StructEst_W20
StructEst_W20 copied to clipboard
Results for Gamma, Generalized gamma, GB2
Hi professor,
For questions 1(b), 1(c) and 1(d), I actually got quite similar results.(both for parameters and maximum likelihood) I feel weird and I got nonsense result for question 1(e) because of that.
But I also think the estimation results might be reasonable, since gamma is a special case of generalized gamma(when m =1) and generalized gamma is a special case of GB2,(when q goes to infinity) and we set initial m and q as making such special cases.
Would my result and thought be on right track, or would there be something wrong?
Thank you very much.
@takando . Post a plot of your estimated distributions laid over your histogram plot. Mine looks like this. The GG and GB2 are pretty similar.
Thank you for the plot. My plot is as below. Actually Gamma and GG are slightly different and GG and GB are totally same...
One more things, I made a plot of actual health expenditure in 1(a) as in a scale of frequency but here I re-scaled it to density(by setting density=True) since our pdf functions generate probability density. So I am also not sure about this scaling issue.
I have the same puzzle, I think the graph of @rickecon is also a density plot histogram instead of a percentage histogram. Also, The density histogram you plot is actually not adjusted for those data over $800.
I tried to use the adjusted data density and estimated GA density curve, and it looks like below:
This is interesting. I can get same density scale plot as yours by dividing frequency with the width of bins, as below.
But still the shape of gamma distribution is quite different. What is your maximum log likelihood for gamma distribution? Mine is around -56700 and Im not sure if it is too large or not.
I guess @takando used the data about only the expenditures >= 800 to estimate MLE, don't you? My thought, we should use the whole dataset rather than >= 800 dataset for the estimations.

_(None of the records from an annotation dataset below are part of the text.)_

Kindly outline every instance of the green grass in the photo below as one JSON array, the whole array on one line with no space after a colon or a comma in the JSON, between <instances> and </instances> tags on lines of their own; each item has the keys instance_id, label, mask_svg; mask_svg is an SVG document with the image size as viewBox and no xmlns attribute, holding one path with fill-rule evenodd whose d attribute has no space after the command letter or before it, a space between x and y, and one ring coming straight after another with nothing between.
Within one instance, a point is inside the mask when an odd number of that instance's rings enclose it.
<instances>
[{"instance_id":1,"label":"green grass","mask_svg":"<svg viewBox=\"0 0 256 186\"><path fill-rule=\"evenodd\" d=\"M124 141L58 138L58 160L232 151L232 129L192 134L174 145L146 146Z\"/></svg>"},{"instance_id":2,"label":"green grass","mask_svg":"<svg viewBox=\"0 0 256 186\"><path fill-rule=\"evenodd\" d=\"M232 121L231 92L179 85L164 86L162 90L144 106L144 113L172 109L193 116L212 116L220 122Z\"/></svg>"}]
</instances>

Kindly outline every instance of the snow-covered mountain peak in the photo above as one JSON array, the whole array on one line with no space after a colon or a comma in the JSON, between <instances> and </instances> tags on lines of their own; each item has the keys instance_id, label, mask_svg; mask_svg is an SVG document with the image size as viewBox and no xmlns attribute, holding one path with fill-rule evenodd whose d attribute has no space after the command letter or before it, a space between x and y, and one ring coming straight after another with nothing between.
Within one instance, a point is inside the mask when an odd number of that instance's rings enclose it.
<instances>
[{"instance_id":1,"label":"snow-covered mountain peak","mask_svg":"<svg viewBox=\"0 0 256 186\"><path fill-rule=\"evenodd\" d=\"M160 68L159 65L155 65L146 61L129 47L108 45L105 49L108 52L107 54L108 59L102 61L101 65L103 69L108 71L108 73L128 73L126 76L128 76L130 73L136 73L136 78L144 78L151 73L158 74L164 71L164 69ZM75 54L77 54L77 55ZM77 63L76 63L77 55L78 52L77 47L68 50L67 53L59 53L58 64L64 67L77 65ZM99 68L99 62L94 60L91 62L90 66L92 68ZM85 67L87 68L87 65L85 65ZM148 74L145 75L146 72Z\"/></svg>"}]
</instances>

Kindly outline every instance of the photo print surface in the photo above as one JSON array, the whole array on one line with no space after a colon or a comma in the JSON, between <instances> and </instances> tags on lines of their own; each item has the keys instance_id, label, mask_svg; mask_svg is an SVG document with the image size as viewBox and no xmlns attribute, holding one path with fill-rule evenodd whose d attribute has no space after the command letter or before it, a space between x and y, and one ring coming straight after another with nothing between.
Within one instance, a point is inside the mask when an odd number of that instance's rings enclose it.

Here is my result (for the scale, I adjusted weight so that the area of the histogram would be about 0.85 because this histogram shows just about 85% of entire observations).

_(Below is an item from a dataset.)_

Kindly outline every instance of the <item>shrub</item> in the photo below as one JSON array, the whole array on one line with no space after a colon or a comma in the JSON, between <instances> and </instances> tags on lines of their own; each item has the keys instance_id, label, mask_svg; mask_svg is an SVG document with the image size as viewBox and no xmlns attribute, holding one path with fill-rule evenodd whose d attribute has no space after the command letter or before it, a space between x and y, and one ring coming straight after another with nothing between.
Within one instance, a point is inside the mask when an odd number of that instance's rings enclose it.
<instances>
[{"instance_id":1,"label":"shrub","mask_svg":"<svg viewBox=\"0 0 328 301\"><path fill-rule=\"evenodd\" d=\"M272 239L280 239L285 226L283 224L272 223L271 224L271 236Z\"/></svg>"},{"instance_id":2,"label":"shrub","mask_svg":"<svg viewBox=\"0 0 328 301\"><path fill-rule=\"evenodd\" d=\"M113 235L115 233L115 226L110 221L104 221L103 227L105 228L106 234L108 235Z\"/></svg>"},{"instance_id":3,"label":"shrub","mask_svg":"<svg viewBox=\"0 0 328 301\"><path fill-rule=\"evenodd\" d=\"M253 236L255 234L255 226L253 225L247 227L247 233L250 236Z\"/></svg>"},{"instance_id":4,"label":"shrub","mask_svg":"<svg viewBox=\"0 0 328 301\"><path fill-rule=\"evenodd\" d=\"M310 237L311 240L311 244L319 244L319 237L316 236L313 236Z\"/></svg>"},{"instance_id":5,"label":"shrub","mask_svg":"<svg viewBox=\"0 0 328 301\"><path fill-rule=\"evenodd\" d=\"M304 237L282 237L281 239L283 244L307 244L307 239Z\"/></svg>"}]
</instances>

Oh yes..you're right! we limited the range of data to <800 just because of the visualization reason, and we should still make an estimation for entire data.
Thanks so much!
This is my plot, the curves for GB2 and GG is closer, but still have some visible difference.
@takando @Kent0417 @cytwill . I just made a big post on Issue #4 (specific comment link) about how to normalize the histogram.
And yes, you need to estimate your distributions using the entire, uncensored data. I got an answer similar to what @cytwill just posted here, as you can see in my comment in Issue #4 .